Make sure your robots.txt does not disallow OpenAI's bots. To be explicit, allow OAI-SearchBot (ChatGPT search citations) and ChatGPT-User (live fetches when a user asks ChatGPT to read your page), and optionally GPTBot (training). Also confirm your CDN or WAF isn't blocking these user-agents independently of your robots.txt.

What's the difference between GPTBot, OAI-SearchBot, and ChatGPT-User?+

GPTBot crawls content for training OpenAI's models. OAI-SearchBot indexes pages so they can be cited in ChatGPT search. ChatGPT-User fetches a specific URL live when a user asks ChatGPT to read or browse it. They're separately controllable, so you can allow citation while blocking training.

Do AI crawlers respect crawl-delay?+

Support varies. crawl-delay is a non-standard directive that some bots honor and others ignore. It can slow how aggressively a crawler hits your server, but it does not control access. For access control, use Allow/Disallow; for load problems with a specific bot, check that operator's documentation for whether it supports crawl-delay.

How do I check whether AI bots can see my site?+

Fetch your file with curl -A "GPTBot" https://yourdomain.com/robots.txt and read the rules, confirm it returns HTTP 200 as text/plain, and check your CDN/WAF for any AI-blocking toggle. Then run your URL through a free GEO checker such as checkgeoscore.com to see how an AI engine perceives your page and whether anything is blocking it.

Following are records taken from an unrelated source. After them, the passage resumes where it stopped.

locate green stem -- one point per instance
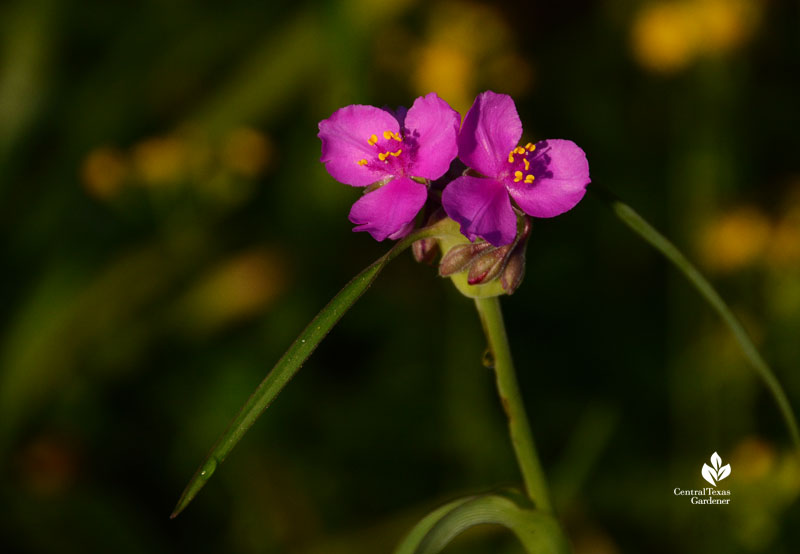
(508, 389)
(633, 220)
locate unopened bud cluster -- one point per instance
(479, 263)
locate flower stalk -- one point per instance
(508, 390)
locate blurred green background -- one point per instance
(167, 230)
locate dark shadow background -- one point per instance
(167, 230)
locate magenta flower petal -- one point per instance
(482, 208)
(491, 130)
(431, 130)
(561, 175)
(346, 150)
(386, 211)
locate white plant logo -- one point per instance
(716, 473)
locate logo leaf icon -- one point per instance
(716, 473)
(710, 475)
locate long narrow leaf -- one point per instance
(288, 365)
(633, 220)
(538, 532)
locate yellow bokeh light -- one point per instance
(753, 459)
(664, 37)
(103, 171)
(160, 160)
(735, 239)
(237, 288)
(668, 36)
(446, 70)
(246, 152)
(468, 46)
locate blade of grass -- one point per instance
(642, 228)
(538, 532)
(288, 365)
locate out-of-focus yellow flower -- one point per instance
(103, 171)
(509, 72)
(668, 36)
(664, 36)
(753, 459)
(725, 24)
(785, 246)
(735, 239)
(448, 71)
(246, 152)
(369, 12)
(238, 288)
(468, 47)
(160, 160)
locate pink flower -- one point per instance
(362, 145)
(544, 179)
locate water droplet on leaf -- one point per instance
(208, 469)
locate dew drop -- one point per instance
(488, 359)
(208, 469)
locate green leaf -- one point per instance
(633, 220)
(538, 532)
(288, 365)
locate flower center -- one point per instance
(520, 165)
(385, 148)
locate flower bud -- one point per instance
(514, 271)
(488, 266)
(460, 257)
(425, 250)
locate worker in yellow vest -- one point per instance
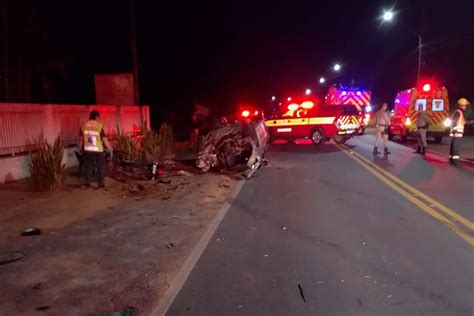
(457, 130)
(92, 142)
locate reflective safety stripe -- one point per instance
(91, 148)
(322, 120)
(94, 133)
(300, 121)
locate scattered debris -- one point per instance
(136, 188)
(37, 286)
(169, 163)
(131, 311)
(42, 308)
(184, 173)
(32, 231)
(172, 188)
(302, 293)
(164, 181)
(223, 185)
(10, 257)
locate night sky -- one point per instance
(221, 53)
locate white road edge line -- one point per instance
(175, 287)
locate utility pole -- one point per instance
(419, 57)
(133, 44)
(5, 53)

Your robots.txt is the gatekeeper for the entire AI era of search. Decide deliberately: allow the AI bots that get you cited, block the ones whose use you object to, and never let a stray Disallow or a forgotten CDN toggle make you invisible to the assistants your audience is already asking. Once your permissions are right, the rest of GEO — semantic structure, structured data, and a clear content map — is what turns access into citations.